TECHNICS – TECHNOLOGY

  • 2 Food Safety in Poland after the Accession to the European Union – Regina Wierzejska
    • Polish accession to the European Union and adoption of new regulatory requirements increased number of actions taken to improve the food health quality. It concerns, first of all, implementation of quality assurance systems by food business operators, and making aware the persons employed in production sector about this problem. This action results in the gradual improvement of the food safety, smaller quantity of food not fulfilling the sanitary requirements, and decreasing frequency of incidence of bacterial food poisonings. This paper presents the selected factors of the hygienic condition in the food sector in the last decade, mainly on the grounds of the data of Sanitary Inspection.
      KEY WORDS: food, safety, quality, control
  • 10 Bacterial Enzyme Preparations used in Food Technology.

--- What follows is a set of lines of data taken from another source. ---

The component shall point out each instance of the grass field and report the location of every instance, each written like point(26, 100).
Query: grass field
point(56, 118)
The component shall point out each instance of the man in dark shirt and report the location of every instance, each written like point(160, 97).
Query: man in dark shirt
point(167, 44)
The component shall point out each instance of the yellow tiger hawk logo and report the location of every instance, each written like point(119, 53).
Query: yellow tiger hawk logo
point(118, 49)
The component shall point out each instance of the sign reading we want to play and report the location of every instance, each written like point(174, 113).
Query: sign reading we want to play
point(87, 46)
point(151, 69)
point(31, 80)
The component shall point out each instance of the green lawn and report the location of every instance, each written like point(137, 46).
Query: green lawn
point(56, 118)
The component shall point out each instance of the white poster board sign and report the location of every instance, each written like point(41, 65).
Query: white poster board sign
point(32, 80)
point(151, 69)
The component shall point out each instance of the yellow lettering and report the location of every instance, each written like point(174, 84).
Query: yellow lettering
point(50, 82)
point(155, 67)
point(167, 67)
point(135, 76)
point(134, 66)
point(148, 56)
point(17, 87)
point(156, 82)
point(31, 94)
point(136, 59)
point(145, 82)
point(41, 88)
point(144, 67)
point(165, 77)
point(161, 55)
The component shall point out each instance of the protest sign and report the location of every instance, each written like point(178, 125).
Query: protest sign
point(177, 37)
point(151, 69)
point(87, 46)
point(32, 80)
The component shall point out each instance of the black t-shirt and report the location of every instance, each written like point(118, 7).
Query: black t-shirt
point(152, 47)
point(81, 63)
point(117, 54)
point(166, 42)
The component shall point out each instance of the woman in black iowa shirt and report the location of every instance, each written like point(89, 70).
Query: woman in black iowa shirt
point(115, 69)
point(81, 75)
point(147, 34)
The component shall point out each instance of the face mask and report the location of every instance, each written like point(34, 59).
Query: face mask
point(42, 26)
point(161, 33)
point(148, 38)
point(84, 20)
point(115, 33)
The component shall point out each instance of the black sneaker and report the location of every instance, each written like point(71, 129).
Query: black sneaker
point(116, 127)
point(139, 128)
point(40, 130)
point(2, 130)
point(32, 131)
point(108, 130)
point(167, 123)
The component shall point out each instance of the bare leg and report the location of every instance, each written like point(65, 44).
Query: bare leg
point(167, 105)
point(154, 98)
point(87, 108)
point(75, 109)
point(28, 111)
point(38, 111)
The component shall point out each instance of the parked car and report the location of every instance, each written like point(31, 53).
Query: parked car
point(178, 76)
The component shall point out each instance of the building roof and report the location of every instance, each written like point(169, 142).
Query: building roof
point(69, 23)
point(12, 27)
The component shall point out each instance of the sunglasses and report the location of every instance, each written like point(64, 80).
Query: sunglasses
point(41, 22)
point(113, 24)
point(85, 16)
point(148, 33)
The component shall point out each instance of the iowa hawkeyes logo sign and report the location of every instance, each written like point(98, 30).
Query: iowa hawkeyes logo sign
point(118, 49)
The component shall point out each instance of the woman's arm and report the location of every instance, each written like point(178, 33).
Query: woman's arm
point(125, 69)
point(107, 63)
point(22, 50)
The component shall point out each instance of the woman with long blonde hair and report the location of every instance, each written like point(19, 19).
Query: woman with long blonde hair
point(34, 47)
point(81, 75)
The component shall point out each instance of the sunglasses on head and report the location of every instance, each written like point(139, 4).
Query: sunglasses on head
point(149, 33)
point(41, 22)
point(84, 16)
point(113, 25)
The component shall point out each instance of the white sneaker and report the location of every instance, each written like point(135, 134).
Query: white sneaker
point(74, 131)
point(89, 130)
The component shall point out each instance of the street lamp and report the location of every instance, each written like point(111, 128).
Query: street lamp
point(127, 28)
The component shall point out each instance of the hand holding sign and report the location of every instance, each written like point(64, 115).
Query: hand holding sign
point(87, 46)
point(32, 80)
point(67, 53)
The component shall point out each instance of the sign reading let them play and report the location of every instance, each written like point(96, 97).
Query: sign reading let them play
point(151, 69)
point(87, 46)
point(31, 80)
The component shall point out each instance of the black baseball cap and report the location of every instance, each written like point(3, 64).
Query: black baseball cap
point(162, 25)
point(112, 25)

Part 1. Obtaining of Enzymes – Lidia Stasiak-Różańska, Stanisław Błażejak, Agnieszka Dmowska, Iwona Gientka
    • In the paper, the production of bacterial enzymes (intra- and extracellular) was discussed. The methods of obtaining bacterial enzyme preparations, the submersion method of culturing bacteria and separating the biomass from the liquid culture filtrates were described. The stages of isolation, purification and preservation of bacterial enzyme preparations that are employed in the food industry were characterized.

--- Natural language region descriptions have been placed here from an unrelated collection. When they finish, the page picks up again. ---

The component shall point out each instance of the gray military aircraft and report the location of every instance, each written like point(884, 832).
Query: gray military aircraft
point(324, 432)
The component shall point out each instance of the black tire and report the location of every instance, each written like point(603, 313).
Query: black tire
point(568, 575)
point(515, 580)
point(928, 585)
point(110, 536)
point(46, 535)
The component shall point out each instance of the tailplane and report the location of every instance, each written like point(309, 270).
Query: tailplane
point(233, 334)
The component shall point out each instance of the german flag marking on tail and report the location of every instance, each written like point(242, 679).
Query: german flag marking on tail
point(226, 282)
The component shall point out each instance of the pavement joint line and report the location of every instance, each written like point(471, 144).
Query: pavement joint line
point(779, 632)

      KEY WORDS: bacteria, enzymes, bacterial enzyme preparations
  • 15 Disinfection and Active Substances. CIP Cleaning and Disinfection – Joanna Piepiórka-Stepuk, Sylwia Mierzejewska
    • Disinfection is a final step in the cleaning process ensuring safe conditions for food production. The method and the terms of its carrying out determine the effectiveness of this step. In the article, active substances in disinfectants which are used for cleaning in CIP systems were discussed. The most important characteristics of disinfectants were indicated. Their advantages and limitations of use were presented. Factors determining the effectiveness of disinfection were also discussed.
      KEY WORDS: disinfection, CIP stations, disinfect agents, active substances
  • 24 Quorum sensing role in Bacterial Biofilm Formation – Joanna Królasik, Anna Szosland-Fałtyn
    • Quorum sensing is a system of communication between microorganisms with participation of some chemical compounds, closely controlled by specific genes in response to high density of population. It plays an important role in the biofilm formation and functioning, which is a serious threat, inter alia, in the food industry. In the article, the communication systems in Gram-negative, Gram-positive bacteria and mixed populations were described. The role of quorum sensing mechanisms in the biofilm formation on abiotic surfaces was also discussed.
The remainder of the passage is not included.